El 5 % que vendió al Atlético de Madrid: cómo la afición dejó escapar su club
A principios de los años 90, el fútbol español vivía una situación límite. Muchos clubes acumulaban deudas insostenibles, fruto de una gestión deficiente y de un modelo económico agotado. Para ordenar ese panorama, el gobierno aprobó la Ley del Deporte de 1990, que introdujo una novedad radical: la obligación de que los clubes profesionales se transformaran en Sociedades Anónimas Deportivas (S.A.D.).
La lógica era clara: quien quisiera conservar a su equipo en Primera o Segunda debía suscribir un capital social equivalente a sus deudas históricas. Solo los clubes saneados —Real Madrid, FC Barcelona, Athletic Club y Osasuna— quedaron exentos. Para el resto, el mensaje era duro: o los socios e inversores reunían el dinero, o el club caía a Segunda B por la vía administrativa.
El caso Atlético de Madrid
En el Atlético de Madrid, la cifra era imponente: 2 062 millones de pesetas. La oportunidad histórica era evidente: si los socios lograban ese capital, el Atleti seguiría siendo un club de los suyos. Pero la respuesta fue mínima. Apenas se reunieron 112 millones, un tímido 5,5 % del total.
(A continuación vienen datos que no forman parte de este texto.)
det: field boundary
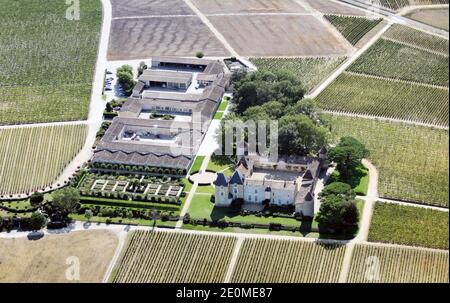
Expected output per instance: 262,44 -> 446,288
344,71 -> 449,90
305,23 -> 392,99
322,110 -> 449,130
382,37 -> 449,58
182,0 -> 239,57
224,237 -> 244,283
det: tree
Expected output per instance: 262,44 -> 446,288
84,209 -> 94,222
319,182 -> 356,199
233,71 -> 305,113
278,115 -> 328,156
316,195 -> 359,235
28,212 -> 47,230
106,102 -> 113,113
51,187 -> 80,216
138,61 -> 148,77
116,65 -> 136,95
30,192 -> 44,205
328,137 -> 369,180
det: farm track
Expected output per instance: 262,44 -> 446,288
305,23 -> 392,99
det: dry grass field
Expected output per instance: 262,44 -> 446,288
110,0 -> 194,18
108,17 -> 228,60
0,231 -> 118,283
303,0 -> 367,16
406,8 -> 449,31
193,0 -> 307,14
209,15 -> 351,56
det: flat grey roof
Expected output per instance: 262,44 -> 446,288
139,69 -> 193,84
152,57 -> 214,66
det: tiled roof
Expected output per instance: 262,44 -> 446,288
214,173 -> 228,187
139,69 -> 192,84
230,171 -> 243,184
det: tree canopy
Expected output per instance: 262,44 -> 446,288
51,187 -> 80,215
116,65 -> 136,96
221,71 -> 329,156
328,137 -> 369,179
319,182 -> 356,199
28,212 -> 47,230
278,115 -> 328,156
316,182 -> 359,235
234,71 -> 305,114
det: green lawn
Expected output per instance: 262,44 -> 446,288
188,195 -> 301,226
189,156 -> 205,174
196,185 -> 215,194
214,112 -> 223,120
207,156 -> 234,176
70,214 -> 177,227
181,178 -> 192,193
328,166 -> 369,196
369,202 -> 449,250
218,98 -> 228,112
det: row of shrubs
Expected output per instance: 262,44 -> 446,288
80,190 -> 186,205
78,205 -> 179,221
183,214 -> 319,232
90,162 -> 187,176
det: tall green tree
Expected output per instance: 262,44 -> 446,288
278,115 -> 328,156
51,187 -> 80,216
116,65 -> 136,96
328,137 -> 369,179
28,212 -> 47,230
316,195 -> 359,236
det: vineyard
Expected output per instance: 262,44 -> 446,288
325,15 -> 382,45
347,244 -> 449,283
250,57 -> 345,92
111,231 -> 236,283
327,116 -> 449,207
231,239 -> 345,283
0,125 -> 87,195
383,24 -> 449,56
369,202 -> 448,250
0,0 -> 102,124
374,0 -> 448,10
316,72 -> 449,126
348,39 -> 449,87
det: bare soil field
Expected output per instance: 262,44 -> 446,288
209,16 -> 351,57
0,231 -> 118,283
193,0 -> 308,14
303,0 -> 369,16
108,17 -> 229,60
406,8 -> 449,31
110,0 -> 194,18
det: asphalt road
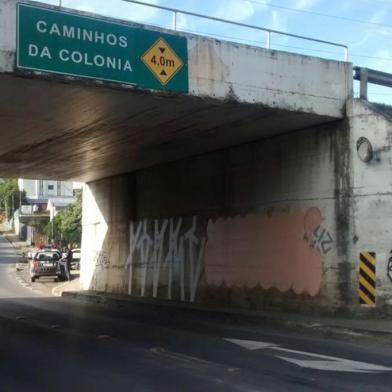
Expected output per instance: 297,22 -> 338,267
0,237 -> 392,392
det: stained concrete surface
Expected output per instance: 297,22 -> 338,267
0,75 -> 336,182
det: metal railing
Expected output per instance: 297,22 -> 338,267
59,0 -> 348,61
353,67 -> 392,100
122,0 -> 348,61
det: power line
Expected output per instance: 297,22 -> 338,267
242,0 -> 392,28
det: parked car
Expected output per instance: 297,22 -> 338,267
30,250 -> 61,282
71,248 -> 81,270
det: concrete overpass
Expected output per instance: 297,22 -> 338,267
6,0 -> 392,314
0,0 -> 352,181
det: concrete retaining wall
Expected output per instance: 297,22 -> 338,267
348,101 -> 392,308
82,118 -> 349,310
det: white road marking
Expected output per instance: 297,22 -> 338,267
225,338 -> 392,373
224,338 -> 277,350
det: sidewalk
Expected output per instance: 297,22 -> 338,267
0,223 -> 80,297
62,291 -> 392,341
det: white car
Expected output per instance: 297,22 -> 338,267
71,248 -> 81,270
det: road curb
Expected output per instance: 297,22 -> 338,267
61,291 -> 392,339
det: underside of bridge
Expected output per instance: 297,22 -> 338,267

Ese vacío lo llenó Jesús Gil, presidente desde 1987, que presentó en el último minuto un aval de 1 300 millones, acompañado por otro de 650 millones de Enrique Cerezo. En apariencia, salvaron al club. En la práctica, esos fondos nunca entraron en las cuentas: fueron avales temporales, retirados a los dos días. Suficiente, eso sí, para quedarse con el control accionarial y transformar al Atleti en un patrimonio privado.
Comparación con otros clubes
La comparación es dolorosa. En el Valencia, la aportación social rondó el 25–30 %; en el Deportivo de La Coruña, el 10–15 %; en el Betis y el Sevilla, cifras similares. Aunque muchos de esos clubes terminaron en manos de empresarios, su afición respondió más y mejor al reto de la Ley.
El Atlético, con una de las masas sociales más grandes de España, quedó en la cola: fue el que menos aportó en proporción. Un club que por tradición y títulos debía estar en el grupo de los intocables, se comportó como si fuera uno más del montón.
Conclusión crítica
Por historia, por títulos y por tamaño de su afición, el Atleti debió estar junto a Madrid, Barça y Athletic como club defendido por su gente. No lo estuvo. La grada era apasionada en el Calderón, pero inoperante en los despachos. Esa debilidad permitió que Gil se apropiara del club con un movimiento hábil y oportunista.
Treinta años después, cuando la afición protesta contra la familia Gil, conviene recordar esta paradoja: lo que se perdió no fue solo por la ambición de un presidente, sino también por la falta de organización de una afición que no supo defender su patrimonio.
Y una última pregunta incómoda: ¿dónde estaban en 1992 esos “pata negra históricos” que hoy reparten carnés de lo que debe ser un atlético? Ni lideraron, ni pusieron dinero, ni articularon resistencia alguna. Cuando el club más los necesitaba, brillaron por su ausencia.
Ese vacío de participación fue, en realidad, el pecado original de una afición que presume de ser la mejor del mundo: mucho corazón en la grada, pero ninguna realización efectiva de esa pasión cuando el club mas lo necesitaba porque había que salvarlo tanto de su pasado mal gestionado y endeudado como de un futuro en manos de Jesús Gil.